Jornal norte-americano aponta fraude em registro dos EUA
O jornal norte-americano The Wall Street Journal publicou neste domingo (27) editorial defendendo a soltura de Filipe Martins, ex-assessor internacional do ex-presidente Jair Bolsonaro. O texto critica a prisão domiciliar imposta ao investigado e aponta falhas em registros do Departamento de Alfândega e Proteção de Fronteiras (CBP) dos EUA.
“Um tribunal brasileiro vem usando registros falsos do CBP para deter o Sr.
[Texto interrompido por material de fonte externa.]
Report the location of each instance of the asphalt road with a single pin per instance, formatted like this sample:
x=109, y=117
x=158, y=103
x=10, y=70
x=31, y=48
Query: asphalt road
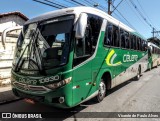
x=131, y=96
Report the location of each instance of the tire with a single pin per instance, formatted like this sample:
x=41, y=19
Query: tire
x=150, y=67
x=138, y=74
x=101, y=91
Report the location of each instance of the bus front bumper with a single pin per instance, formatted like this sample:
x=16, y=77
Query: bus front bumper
x=61, y=97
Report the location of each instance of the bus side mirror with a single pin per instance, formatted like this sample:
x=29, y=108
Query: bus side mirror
x=81, y=25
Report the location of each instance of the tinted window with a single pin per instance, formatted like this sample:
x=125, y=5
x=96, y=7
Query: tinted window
x=85, y=47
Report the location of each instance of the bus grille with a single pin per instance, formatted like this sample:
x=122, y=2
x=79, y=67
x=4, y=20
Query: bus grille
x=37, y=89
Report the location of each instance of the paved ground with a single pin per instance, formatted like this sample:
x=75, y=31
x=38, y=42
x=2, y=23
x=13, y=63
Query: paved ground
x=132, y=96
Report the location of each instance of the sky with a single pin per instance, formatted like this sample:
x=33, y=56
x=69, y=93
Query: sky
x=149, y=10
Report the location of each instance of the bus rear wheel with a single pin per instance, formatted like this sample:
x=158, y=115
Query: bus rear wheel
x=101, y=92
x=138, y=74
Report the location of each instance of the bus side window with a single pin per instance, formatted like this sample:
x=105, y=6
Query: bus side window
x=132, y=42
x=127, y=40
x=122, y=36
x=115, y=36
x=108, y=35
x=85, y=47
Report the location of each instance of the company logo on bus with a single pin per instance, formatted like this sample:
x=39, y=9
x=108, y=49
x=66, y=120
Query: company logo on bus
x=126, y=58
x=110, y=58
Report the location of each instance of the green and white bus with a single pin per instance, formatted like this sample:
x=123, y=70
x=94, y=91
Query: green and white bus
x=69, y=56
x=153, y=55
Martins como um risco de fuga desde março de 2024”, afirmou o editorial.
“Trump talvez começasse melhor em casa, com uma investigação transparente sobre como registros falsos sobre Martins foram publicados em um site do CBP, depois desapareceram e reapareceram”, escreveu o jornal.
Segundo o WSJ, “um tribunal brasileiro vem usando registros falsos do CBP para deter o Sr. Martins como um risco de fuga desde março de 2024 na investigação de um suposto golpe de Estado de Bolsonaro contra o presidente brasileiro Luiz Inácio ‘Lula’ da Silva”. O editorial afirma que Martins “deveria estar em liberdade enquanto prepara sua defesa”.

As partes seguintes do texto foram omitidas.